Talk Time

Call Centre Talk Time is defined as the amount of time a call centre agent actual talks to a customer –during a call from the start to the end of the call.

In some call centres, Talk Time does not include the time the customer was placed on hold.

The Talk time metric is usually measured as an average with the formula:

Total Talk Time / Number of calls = average talk time

Is Call Centre Talk Time important?

Absolutely, although it’s not something that should be looked at in isolation.

Like anything in call centres, balance is important.

No point having an agent with a low talk time who on the surface appears incredibly efficient, but when you listen to the calls the customer experience (e.g. quality of the call) is appalling.

They are actually doing more damage to your business speaking to more customers than someone with a much longer talk time!

If someone talks a bit longer but delivers an exceptional customer experience is that a bad thing?

 

 

Should you use the Call Centre Talk Time metric as a KPI?

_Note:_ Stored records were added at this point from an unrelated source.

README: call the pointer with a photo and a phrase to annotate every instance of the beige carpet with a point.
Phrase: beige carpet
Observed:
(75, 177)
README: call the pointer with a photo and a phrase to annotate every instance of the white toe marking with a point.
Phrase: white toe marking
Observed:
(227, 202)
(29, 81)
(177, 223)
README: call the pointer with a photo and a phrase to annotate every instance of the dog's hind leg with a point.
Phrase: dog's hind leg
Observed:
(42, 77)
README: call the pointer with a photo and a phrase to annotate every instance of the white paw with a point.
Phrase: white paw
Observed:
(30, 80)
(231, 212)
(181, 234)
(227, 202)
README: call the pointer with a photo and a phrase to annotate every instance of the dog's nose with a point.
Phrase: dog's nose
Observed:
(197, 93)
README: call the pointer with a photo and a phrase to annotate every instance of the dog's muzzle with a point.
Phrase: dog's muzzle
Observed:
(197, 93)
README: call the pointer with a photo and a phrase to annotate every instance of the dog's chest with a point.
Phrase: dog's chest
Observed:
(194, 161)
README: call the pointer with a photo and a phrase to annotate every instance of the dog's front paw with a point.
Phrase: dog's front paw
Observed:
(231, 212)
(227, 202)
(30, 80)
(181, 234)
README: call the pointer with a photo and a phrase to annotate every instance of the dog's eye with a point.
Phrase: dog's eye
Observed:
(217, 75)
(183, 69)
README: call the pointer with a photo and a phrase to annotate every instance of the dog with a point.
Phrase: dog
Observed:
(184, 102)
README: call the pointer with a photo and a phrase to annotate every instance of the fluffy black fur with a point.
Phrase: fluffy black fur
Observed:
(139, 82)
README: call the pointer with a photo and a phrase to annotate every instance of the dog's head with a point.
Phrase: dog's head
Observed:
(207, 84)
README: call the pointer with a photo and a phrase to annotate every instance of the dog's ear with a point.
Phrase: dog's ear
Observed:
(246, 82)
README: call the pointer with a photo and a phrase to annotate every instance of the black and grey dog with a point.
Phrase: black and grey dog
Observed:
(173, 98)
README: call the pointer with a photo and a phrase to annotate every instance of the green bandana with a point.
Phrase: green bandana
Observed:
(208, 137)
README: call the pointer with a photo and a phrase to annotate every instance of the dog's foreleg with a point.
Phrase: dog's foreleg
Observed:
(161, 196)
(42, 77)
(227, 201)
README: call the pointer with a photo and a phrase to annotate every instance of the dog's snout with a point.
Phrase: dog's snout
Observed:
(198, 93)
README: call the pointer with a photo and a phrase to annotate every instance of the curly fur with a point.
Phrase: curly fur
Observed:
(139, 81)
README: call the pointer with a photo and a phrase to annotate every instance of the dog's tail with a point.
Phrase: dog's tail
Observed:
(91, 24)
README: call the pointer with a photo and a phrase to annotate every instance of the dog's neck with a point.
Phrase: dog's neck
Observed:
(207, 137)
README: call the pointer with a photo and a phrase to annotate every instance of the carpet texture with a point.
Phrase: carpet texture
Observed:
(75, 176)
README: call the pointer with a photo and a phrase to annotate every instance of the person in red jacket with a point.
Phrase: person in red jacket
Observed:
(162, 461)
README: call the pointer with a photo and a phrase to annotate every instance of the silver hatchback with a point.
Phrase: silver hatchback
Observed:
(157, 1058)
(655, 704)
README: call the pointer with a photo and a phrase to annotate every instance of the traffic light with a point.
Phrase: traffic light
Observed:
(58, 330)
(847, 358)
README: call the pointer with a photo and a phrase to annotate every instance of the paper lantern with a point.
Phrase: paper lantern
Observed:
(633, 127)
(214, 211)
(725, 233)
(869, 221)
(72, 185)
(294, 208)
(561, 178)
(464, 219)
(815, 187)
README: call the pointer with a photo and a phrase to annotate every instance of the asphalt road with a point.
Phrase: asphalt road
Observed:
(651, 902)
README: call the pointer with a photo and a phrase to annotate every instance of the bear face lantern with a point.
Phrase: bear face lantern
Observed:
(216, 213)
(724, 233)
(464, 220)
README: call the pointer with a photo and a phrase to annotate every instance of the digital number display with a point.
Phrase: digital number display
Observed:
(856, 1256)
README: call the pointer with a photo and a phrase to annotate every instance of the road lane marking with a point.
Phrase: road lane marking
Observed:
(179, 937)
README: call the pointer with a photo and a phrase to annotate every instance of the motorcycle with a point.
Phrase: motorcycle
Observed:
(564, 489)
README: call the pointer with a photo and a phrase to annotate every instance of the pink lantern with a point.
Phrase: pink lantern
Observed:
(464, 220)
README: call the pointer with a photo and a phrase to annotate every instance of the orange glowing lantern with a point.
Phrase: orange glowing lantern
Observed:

For 99% of call centres out there, no.

No, no and no.

The last thing you want is an agent wrapping up a call because they are worried they have been speaking a bit too long and the customer then gets left with a half answered enquiry.

Because then what happens?

It’s a poor call that results in you losing a customer or they’ll call back costing your organisation even more money to handle.

By all means, monitor it.

And as a centre, lowering your call centre Talk Time whilst maintaining quality is a good outcome for the business.

But that normally comes from process and system improvements rather than putting the heat on some agents to stop talking as much.

If you have some extreme statistical outliers who, on average, have much lower or higher Talk Time than everyone else then hone in on those agents.

But small variations are normal.

Human in fact.

FYI – Call Centre Talk Time is part of the Average Handling Time metric which is a commonly used (but not endorsed by me) way of measuring agent performance.